Ich wollte ein Youtube Tutorial machen wie man an dem HP 4520s die Leitpaste auf CPU und GPU Neu Aufträgt und hab dazu die Tastatur (die zuvor funktionierte) nicht ausgesteckt *Nur vorsichtig auf die Seite gelegt* man kommt auch ohne Ausstecken an CPU und GPU ran, also kanns ja eig nur das Kabel sein oder? Weil hab Sie nicht ausgeteckt doch nach erneutem Zusammenschrauben ging sie nicht mehr.

Dann habe ich sie ausgesteckt den Steckplatz ausgepustet, hab das Kabel mit nem Lappen gesäubert, doch alles ohne Erfolg, alle Tasten auser die oben genannten gehen.


----------



## NeymarTorres (31. März 2016)

Nochmals grob Zusammen gefasst. Tastatur ging 1A. Ich schraubte Laptop auf um *Leitpaste zu erneuern* da Temperaturen im Idle bei 60 Grad ca waren bei Stream Filmen schauen 70-75 Grad.

Laptop wieder zusammen gesetzt, (Tastatur dabei nicht ausgesteckt) Taste P und paar andre gingen nicht. Laptop aufgeschraubt, Tastatur aus dem Sockel gezogen, geschüttelt, ausgepustet wieder eingesetzt. Tastatur ging.

Dann merkte ich das ich zuviel Paste aufgetragen hatte (CPU Temp noch zu hoch), also aufgeschraubt, Tastatur ausgesteckt und neu aufgetragen, danach Tastatur wieder rein. Tasten *P* und andre gingen nicht. 

Tastatur wieder aus, Augeschüttelt ausgepupstet, doch trotz 20 maligem Wiederholen 5-6 Tasten gingen weiterhin nicht. 

Kabel hat ein Paar Knicke aber keine Risse. Kann mir das verhalten nicht erklären.

Zum Test ne *Ubuntu* cd eingeworfen und *Bios einstellungen* In Bios Rückgängig gemacht um Fehler des Systems Auszuschließen, doch auch bei Ubuntu gehen diese Tasten über CD nicht.


----------



## NeymarTorres (31. März 2016)

So  Wollte nun Bescheid geben  Alles funktioniert wieder, trotz reinigen mit 70% Alkohol konnte ich die Tastatur nicht wiederbeleben, einige Tasten gingen einfach nicht mehr so z.b P,ä,ö usw  alle andren Funktionierten. 

Hab dann mir aus dem Netz für 34 Euro eine andren Tastatur bestellt und diese geht nun ohne Probleme. 
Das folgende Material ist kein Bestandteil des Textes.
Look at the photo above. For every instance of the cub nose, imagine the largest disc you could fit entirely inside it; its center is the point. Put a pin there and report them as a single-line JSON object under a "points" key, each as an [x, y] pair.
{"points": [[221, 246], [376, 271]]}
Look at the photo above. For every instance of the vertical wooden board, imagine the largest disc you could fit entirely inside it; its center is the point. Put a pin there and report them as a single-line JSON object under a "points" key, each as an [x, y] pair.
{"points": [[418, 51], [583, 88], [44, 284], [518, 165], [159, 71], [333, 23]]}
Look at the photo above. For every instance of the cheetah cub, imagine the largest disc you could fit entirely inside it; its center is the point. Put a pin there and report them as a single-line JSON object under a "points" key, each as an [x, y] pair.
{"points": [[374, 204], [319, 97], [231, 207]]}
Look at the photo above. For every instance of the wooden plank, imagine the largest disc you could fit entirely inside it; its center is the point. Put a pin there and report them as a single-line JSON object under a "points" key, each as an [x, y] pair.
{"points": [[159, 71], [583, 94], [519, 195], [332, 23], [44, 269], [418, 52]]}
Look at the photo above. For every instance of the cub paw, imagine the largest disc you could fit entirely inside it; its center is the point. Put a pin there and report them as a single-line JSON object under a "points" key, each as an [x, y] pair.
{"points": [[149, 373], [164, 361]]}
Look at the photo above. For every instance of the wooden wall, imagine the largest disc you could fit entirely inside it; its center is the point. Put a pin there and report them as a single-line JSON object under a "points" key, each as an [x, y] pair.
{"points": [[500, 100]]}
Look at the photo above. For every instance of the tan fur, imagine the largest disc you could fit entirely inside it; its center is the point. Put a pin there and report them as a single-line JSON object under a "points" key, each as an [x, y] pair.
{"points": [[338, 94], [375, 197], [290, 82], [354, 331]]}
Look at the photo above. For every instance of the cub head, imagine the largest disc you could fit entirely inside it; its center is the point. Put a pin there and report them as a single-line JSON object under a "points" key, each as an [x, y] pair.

Was war nun das Problem?  Warum hat die Tastatur gesponnen das nur bestimmte Tasten nicht mehr gingen?  

Danke für eure Tipps und Ratschläge im Forum.


----------



## Frankie2510 (31. März 2016)

Wie einer der anderen schon geschrieben hat lag vermutlich ein Kabelbruch vor. Aber genau kann man das natürlich nicht mehr nachvollziehen.


----------



## DarfVadder (1. April 2016)

Freut mich dass jetzt wieder alles funktioniert.


----------



## NeymarTorres (4. April 2016)

DarfVadder schrieb:


> Freut mich dass jetzt wieder alles funktioniert.



Danke  Hoffe nur die Neue Tastatur hebt jetzt einige Zeit


----------



## NeymarTorres (4. April 2016)

Frankie2510 schrieb:


> Wie einer der anderen schon geschrieben hat lag vermutlich ein Kabelbruch vor. Aber genau kann man das natürlich nicht mehr nachvollziehen.



Ich sah aber nirgends einen Kabel riss etc


----------